I think her initiation and her study of the wrestlers training provide quite a bit of insight into how identity-building and community-formation takes place for the wrestlers themselves and also highlights how much of a performance her own writing is, as much as theirs. Her points are interesting to keep in mind in comparison to our conversation about Jim Freedman's book.
I really enjoyed the Mazer article, especially how at first she didn't specify that she was a woman. I think it wasn't until the second page in that she made note of the fact that she was female, which made the article even more intriguing. Being female myself, I know that sometimes it seems strange that I would even be a fan of pro wrestling at all, so I could only imagine what it must've felt like for her to be what she termed a spectator up close and personal with pro wrestlers. I can understand too why a particular wrestler, I believe he went by Vito, started taunting her while she was at ringside. Well, at first I couldn't understand why, but then she explained how she had made a comment that had "challenged" his manhood. I do agree with this to a point... based on what she did say, well, I think she could have said it with more tact and I probably would have been offended too if someone who knew nothing about what I did for a living made what could easily be perceived as a mocking comment. But all in all, I really enjoyed the article because it offered a female perspective, and I'm looking forward to reading more articles by Mazer in the future.
I was very interested as well in Mazer's discussion of her place as female viewer in the gym. Her role as female flaneur is indeed a charged one. It made me blush a bit when she describes what it means for a female to be a fan of wrestling-- the inevitable sexual tension/ dynamic of watching scantily-clad men perform physical acts.
But just as interesting as her perspective as a woman, I thought, was her framing of her role as ethnographer.
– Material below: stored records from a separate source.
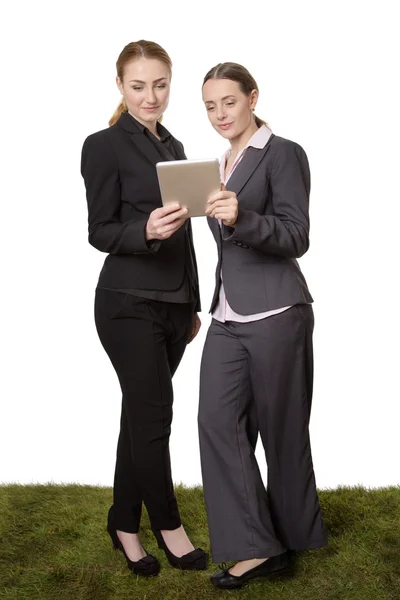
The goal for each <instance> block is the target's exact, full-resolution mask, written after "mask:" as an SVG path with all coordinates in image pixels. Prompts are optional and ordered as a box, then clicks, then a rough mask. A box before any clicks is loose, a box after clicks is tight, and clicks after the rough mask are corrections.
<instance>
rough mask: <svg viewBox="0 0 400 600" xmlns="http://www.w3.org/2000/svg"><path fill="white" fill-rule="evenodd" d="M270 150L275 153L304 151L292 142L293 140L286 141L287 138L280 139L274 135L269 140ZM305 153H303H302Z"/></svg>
mask: <svg viewBox="0 0 400 600" xmlns="http://www.w3.org/2000/svg"><path fill="white" fill-rule="evenodd" d="M271 149H274V151H275V152H276V153H281V154H285V153H289V154H290V153H291V152H296V151H301V152H304V149H303V148H302V146H300V144H298V143H297V142H294V141H293V140H288V139H287V138H283V137H280V136H279V135H274V136H273V138H272V140H271ZM304 153H305V152H304Z"/></svg>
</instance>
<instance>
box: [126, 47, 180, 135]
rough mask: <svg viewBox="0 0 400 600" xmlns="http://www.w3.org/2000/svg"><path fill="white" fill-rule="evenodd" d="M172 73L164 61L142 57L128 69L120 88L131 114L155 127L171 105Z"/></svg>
mask: <svg viewBox="0 0 400 600" xmlns="http://www.w3.org/2000/svg"><path fill="white" fill-rule="evenodd" d="M170 82H171V74H170V72H169V69H168V67H167V65H165V64H164V63H163V62H161V61H160V60H156V59H151V58H143V57H141V58H138V59H135V60H133V61H131V62H130V63H128V64H127V65H126V67H125V71H124V78H123V81H121V80H120V78H119V77H117V86H118V89H119V91H120V92H121V94H122V95H123V96H124V98H125V102H126V105H127V107H128V110H129V112H130V113H131V114H132V115H133V116H134V117H135V119H137V120H138V121H139V122H140V123H142V124H143V125H146V126H147V127H148V126H149V125H151V124H152V123H153V124H154V123H155V122H156V121H157V120H158V119H159V117H161V115H162V114H163V112H164V111H165V110H166V108H167V106H168V100H169V91H170Z"/></svg>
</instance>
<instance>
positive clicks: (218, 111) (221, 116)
mask: <svg viewBox="0 0 400 600" xmlns="http://www.w3.org/2000/svg"><path fill="white" fill-rule="evenodd" d="M216 115H217V119H218V121H223V120H224V119H225V118H226V114H225V110H224V107H223V106H219V107H218V106H217V110H216Z"/></svg>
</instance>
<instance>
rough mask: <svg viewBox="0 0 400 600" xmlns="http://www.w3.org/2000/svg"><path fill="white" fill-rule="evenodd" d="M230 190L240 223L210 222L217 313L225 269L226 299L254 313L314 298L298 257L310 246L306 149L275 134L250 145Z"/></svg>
mask: <svg viewBox="0 0 400 600" xmlns="http://www.w3.org/2000/svg"><path fill="white" fill-rule="evenodd" d="M226 188H227V189H228V190H230V191H233V192H235V193H236V195H237V198H238V202H239V212H238V219H237V223H236V227H235V228H232V227H225V226H222V229H221V228H220V227H219V225H218V221H217V220H216V219H212V218H209V219H208V223H209V226H210V228H211V231H212V233H213V235H214V238H215V240H216V242H217V246H218V265H217V270H216V285H215V291H214V296H213V299H212V303H211V309H210V312H212V311H213V310H214V308H215V306H216V304H217V302H218V294H219V288H220V285H221V269H222V277H223V281H224V289H225V293H226V297H227V300H228V302H229V305H230V306H231V307H232V309H233V310H234V311H235V312H237V313H239V314H241V315H251V314H256V313H260V312H265V311H268V310H273V309H275V308H282V307H284V306H291V305H292V304H299V303H308V302H312V301H313V299H312V297H311V295H310V292H309V290H308V287H307V284H306V281H305V279H304V276H303V274H302V272H301V270H300V267H299V265H298V263H297V260H296V258H298V257H300V256H302V255H303V254H304V253H305V252H307V250H308V247H309V237H308V236H309V228H310V223H309V215H308V204H309V195H310V170H309V165H308V160H307V156H306V153H305V152H304V150H303V149H302V148H301V146H299V145H298V144H296V143H295V142H292V141H290V140H286V139H284V138H281V137H278V136H274V135H272V136H271V137H270V139H269V141H268V142H267V144H266V145H265V146H264V148H262V149H257V148H252V147H249V148H248V149H247V150H246V153H245V155H244V157H243V159H242V160H241V162H240V163H239V165H238V166H237V167H236V169H235V171H234V172H233V173H232V176H231V177H230V178H229V180H228V183H227V186H226Z"/></svg>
What is it for someone who is neither a fan or performer to address the wrestling world? I guess I was suprised at first at Mazer's enormous personal presence in this academic article. But, mazer cites Benjamin: "Like translation, ethnography is also a somewhat provisional way of coming to terms with the foreignness of languages-- of cultures and societies" (281) So, ultimately, it is key to the value of her observations that she be positioned as a character/ performer in the wrestling world/ gym-- even if she is very clearly in the role of 'outsider.'
Anyway, I thought this performative element of the ethnographer was especially important when juxtaposed with the performance of the wrestlers and the audience-- everyone is performing in very specific and consistent ways, and the comingling and feedback cycles of the various performances seems really important.
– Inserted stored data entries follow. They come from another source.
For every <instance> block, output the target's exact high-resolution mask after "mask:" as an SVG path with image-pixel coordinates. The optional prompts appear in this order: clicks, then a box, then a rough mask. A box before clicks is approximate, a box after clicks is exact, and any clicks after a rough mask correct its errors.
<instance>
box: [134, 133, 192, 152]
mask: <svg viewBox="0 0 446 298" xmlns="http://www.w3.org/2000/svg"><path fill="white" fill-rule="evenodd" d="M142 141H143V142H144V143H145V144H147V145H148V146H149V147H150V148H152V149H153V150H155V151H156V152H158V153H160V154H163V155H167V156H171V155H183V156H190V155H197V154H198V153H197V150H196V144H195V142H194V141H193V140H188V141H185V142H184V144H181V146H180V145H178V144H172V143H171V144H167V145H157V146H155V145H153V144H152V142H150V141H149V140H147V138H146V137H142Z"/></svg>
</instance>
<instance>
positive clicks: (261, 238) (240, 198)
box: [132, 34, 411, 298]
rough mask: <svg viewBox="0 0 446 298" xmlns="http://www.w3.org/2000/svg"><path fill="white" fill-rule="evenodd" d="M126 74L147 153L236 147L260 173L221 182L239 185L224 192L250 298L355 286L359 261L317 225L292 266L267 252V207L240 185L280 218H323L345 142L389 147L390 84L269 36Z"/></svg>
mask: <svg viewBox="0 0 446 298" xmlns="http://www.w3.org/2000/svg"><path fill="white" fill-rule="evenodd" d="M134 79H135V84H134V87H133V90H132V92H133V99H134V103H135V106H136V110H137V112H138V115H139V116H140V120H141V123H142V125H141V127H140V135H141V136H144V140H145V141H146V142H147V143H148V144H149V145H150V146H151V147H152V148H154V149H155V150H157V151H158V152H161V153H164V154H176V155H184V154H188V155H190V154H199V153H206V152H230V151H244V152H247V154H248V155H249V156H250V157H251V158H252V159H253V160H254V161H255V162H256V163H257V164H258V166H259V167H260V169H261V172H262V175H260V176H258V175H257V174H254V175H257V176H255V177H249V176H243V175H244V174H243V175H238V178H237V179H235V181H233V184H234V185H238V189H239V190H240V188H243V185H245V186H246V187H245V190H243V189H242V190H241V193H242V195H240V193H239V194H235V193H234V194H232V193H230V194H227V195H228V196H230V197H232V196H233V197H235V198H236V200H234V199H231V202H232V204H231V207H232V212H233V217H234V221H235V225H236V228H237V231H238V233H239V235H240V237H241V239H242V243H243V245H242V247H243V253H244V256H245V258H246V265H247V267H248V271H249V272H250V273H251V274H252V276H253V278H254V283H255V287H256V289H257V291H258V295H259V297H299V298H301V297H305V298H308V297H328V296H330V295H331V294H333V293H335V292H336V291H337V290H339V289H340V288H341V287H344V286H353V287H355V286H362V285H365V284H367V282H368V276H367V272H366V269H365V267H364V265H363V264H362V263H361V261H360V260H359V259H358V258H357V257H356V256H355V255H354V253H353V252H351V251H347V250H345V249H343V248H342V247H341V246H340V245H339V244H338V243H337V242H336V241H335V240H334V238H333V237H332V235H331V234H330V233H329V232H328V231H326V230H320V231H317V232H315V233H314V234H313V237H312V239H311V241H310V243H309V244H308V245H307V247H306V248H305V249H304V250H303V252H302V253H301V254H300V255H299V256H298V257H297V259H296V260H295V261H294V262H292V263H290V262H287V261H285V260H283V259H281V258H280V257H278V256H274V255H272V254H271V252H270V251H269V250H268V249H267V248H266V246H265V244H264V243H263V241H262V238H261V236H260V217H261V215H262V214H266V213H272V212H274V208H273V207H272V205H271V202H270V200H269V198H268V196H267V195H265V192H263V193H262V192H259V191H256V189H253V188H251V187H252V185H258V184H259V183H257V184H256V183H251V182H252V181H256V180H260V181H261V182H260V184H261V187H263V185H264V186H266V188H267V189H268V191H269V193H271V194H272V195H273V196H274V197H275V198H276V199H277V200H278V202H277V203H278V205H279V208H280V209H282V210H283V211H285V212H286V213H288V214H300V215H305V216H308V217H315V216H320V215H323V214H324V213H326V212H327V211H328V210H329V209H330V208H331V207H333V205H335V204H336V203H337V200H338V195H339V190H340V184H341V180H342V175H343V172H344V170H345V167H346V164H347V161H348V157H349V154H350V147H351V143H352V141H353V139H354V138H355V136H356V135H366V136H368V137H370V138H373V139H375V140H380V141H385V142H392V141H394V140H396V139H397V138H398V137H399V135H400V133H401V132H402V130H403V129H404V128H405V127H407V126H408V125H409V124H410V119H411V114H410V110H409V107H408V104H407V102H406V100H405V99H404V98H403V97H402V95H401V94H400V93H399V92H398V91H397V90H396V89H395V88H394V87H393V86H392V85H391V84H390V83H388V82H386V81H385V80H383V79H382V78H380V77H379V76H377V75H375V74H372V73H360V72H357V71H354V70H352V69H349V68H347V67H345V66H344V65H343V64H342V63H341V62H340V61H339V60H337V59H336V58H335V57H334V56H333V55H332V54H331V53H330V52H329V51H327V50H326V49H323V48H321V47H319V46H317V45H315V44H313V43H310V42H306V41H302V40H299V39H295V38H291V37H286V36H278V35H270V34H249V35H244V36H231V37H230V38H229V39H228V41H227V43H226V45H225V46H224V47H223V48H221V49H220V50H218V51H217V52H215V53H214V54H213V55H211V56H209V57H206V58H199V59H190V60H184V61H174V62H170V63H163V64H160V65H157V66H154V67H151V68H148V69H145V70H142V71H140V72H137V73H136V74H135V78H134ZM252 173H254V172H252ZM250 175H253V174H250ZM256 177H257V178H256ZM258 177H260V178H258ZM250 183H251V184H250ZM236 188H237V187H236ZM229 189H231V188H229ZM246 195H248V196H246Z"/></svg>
As fitting and intriquing as the Mazer's performance analysis of gender is, those are her fields of study. Which in a way bothers me because she so eloquently self-analyzes herself in her situation as physically foreign but intellectually in-the-know. What does her approach blind her to, and does the effusion of large words and wittiness make it too easy to be seduced by the author's narrative?
These aren't pointed questions, we ask them of any ethnography, and like any good ethnographer Mazer questions them herself. But also has to put them aside in order to get on with her work. Honestly, my main concern is that she *is* over-reading some of her observations, though granted, we just read the (naturally) self-reflective intro.
Great points about Sharon Mazer's work. We'll be reading another piece from her later in the semester, and I encourage you to prepare to talk to her about it while she's here later this term as well.